10.4070/kcj.1992.22.3.479
- Author:
Youn Woo KIM
;
I Seok KANG
;
Ho Sung KIM
;
Chung Il NOH
;
Jung Yun CHOI
;
Yong Soo YUN
- Publication Type:Original Article
- Keywords:
Valve Replacement;
Children
- MeSH:
Child*;
Exercise Tolerance;
Female;
Follow-Up Studies;
Heart Defects, Congenital;
Heart Valves*;
Hemorrhage;
Humans;
Male;
Mitral Valve Insufficiency;
Mortality;
Rheumatic Heart Disease;
Thromboembolism
- From:Korean Circulation Journal
1992;22(3):479-487
- CountryRepublic of Korea
- Language:Korean
-
Abstract:
BACKGROUND: Valve replacement in children has many problems such as the durability of prosthetic valve, thomboembolism and hemorrhage.

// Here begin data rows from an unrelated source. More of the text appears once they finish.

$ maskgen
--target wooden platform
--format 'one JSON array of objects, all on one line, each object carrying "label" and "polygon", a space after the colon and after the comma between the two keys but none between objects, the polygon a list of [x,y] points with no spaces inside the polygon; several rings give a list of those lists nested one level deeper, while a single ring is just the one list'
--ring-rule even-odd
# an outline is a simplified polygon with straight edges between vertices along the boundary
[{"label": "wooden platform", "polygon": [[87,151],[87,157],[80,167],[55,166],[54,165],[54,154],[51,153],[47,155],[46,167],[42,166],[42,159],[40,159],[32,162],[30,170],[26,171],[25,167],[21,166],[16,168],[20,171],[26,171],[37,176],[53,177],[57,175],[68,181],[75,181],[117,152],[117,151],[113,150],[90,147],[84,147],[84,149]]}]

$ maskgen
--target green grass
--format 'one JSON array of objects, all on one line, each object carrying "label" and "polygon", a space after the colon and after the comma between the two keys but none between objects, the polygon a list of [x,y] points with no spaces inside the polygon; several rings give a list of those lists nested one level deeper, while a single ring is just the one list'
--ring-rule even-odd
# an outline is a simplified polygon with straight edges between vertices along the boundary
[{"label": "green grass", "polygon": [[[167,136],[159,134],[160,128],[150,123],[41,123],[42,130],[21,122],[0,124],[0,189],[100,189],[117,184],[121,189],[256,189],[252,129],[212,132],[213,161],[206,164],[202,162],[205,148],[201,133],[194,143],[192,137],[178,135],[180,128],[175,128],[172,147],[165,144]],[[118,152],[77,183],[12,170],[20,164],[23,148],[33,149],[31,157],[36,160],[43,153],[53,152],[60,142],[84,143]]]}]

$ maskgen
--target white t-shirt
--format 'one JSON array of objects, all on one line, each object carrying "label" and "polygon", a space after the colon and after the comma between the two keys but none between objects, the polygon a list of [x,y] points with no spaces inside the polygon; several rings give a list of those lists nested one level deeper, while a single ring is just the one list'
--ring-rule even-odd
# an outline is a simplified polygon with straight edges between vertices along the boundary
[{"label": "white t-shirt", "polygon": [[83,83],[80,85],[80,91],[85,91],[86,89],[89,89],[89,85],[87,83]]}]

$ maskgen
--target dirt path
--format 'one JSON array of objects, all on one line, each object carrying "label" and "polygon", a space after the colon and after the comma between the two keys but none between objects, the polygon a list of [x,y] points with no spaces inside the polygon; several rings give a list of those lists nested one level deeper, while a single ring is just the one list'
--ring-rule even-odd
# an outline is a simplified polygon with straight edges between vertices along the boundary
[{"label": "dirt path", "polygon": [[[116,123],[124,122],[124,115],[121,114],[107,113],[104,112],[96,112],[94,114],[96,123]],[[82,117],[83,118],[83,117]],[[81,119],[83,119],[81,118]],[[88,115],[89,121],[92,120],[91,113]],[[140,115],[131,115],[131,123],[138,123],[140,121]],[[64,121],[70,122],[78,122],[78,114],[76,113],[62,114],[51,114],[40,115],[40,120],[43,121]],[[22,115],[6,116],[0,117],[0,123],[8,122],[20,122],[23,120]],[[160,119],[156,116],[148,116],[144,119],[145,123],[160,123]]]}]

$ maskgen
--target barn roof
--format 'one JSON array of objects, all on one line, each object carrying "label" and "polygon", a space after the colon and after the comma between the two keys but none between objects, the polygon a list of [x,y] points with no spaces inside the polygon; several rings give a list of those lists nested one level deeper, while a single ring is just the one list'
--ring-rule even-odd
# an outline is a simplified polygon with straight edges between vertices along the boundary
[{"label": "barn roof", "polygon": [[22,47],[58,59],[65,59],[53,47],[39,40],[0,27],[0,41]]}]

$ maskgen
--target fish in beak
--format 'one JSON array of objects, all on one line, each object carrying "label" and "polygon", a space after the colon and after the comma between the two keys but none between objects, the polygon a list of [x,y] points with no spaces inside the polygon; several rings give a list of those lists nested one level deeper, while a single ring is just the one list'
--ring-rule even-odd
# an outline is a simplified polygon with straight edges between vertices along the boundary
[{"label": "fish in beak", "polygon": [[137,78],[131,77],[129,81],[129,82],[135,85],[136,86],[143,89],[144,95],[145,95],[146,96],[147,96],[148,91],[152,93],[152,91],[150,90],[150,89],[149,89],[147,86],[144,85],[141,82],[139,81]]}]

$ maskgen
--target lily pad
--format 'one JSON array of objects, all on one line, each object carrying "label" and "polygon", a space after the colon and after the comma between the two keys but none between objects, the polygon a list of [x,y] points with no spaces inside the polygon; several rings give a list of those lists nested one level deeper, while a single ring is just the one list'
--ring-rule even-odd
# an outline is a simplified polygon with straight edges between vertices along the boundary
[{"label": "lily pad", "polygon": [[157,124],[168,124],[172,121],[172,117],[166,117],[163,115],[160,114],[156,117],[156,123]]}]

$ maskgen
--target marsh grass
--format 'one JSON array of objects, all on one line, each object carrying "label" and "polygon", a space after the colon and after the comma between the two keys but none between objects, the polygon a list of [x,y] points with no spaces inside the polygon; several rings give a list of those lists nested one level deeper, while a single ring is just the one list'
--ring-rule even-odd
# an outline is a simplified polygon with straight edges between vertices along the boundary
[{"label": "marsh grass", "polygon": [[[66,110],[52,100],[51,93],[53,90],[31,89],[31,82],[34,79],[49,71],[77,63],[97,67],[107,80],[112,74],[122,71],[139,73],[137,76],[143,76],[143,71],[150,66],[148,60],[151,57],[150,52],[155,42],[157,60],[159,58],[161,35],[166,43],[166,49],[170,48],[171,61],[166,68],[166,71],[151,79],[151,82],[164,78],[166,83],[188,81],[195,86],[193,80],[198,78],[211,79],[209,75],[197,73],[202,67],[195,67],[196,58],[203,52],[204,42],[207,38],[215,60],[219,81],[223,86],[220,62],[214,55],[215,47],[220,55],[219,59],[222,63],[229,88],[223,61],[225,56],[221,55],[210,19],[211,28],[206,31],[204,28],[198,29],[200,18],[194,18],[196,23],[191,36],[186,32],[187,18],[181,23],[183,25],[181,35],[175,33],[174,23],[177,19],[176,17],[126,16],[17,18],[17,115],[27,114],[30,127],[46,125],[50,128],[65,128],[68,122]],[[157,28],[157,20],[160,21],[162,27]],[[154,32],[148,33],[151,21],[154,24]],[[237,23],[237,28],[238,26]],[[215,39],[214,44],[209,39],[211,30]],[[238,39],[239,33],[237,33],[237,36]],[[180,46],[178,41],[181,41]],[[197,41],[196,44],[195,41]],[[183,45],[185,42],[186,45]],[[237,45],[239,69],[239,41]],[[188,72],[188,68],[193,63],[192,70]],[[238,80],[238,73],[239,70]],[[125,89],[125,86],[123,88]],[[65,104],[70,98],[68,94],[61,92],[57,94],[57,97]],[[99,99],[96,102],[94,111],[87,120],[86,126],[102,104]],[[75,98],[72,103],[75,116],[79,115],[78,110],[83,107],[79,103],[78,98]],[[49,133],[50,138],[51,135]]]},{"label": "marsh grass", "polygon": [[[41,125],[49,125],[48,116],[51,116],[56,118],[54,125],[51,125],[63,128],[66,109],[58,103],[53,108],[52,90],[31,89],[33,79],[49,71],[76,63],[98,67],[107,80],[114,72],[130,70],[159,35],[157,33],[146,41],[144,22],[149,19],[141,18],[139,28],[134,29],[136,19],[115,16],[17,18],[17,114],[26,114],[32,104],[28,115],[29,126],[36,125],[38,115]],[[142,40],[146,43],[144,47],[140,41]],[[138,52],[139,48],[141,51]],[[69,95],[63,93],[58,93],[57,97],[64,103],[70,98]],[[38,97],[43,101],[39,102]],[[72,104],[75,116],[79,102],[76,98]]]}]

But recently, the necessity of valve replacement in children increased and the above problems were solved party. So the number of valve replacement in children increased progressively. RESULTS: Valve replacement in 47 children were done at Seooul National University Chidren's Hospital from March 1986 to July 1991. The patients were composed of 25 males and 33 females. 25 patients had congenital heart disease and 22 patients rheumatic heart disease. 45 patients received single valve repalcement, 2 patients double valve repalcement, and among all of them, 2 patients redo-replacement. The major valve lesion was mitral insufficiency and post-operative status in view of NYHA functinonal class was improved in most patients. The mechanical valves were applied to 45 patients and tissue valves to 2 patients. The indication of valve replacement were progressive increase in ventricular volume, major regurgitant fraction over grade III decrease in exercise tolerance and vegetation. The overall early mortality was 8.5% and late mortality 0%. There were post-operative complication rate of 30% and late complication rate 14%, and among the later, valve faliure was reported in 2 pantients and thromboembolism in 1 patient. The complication-free rate was 97.7% at post-operative 1 month, 91.3% at 12 months, 90% at 36 months and 60% at 48 months. 43 patients received anticoagulation and/or antiplatelet therapy, but there was no critical indication for this. CONCLUSION: These results suggest that cardiac valve replacement in children have been effective therapeutic modality even though various problems still remain, but we propose that sufficient long-term follow-up and clinical research be needed.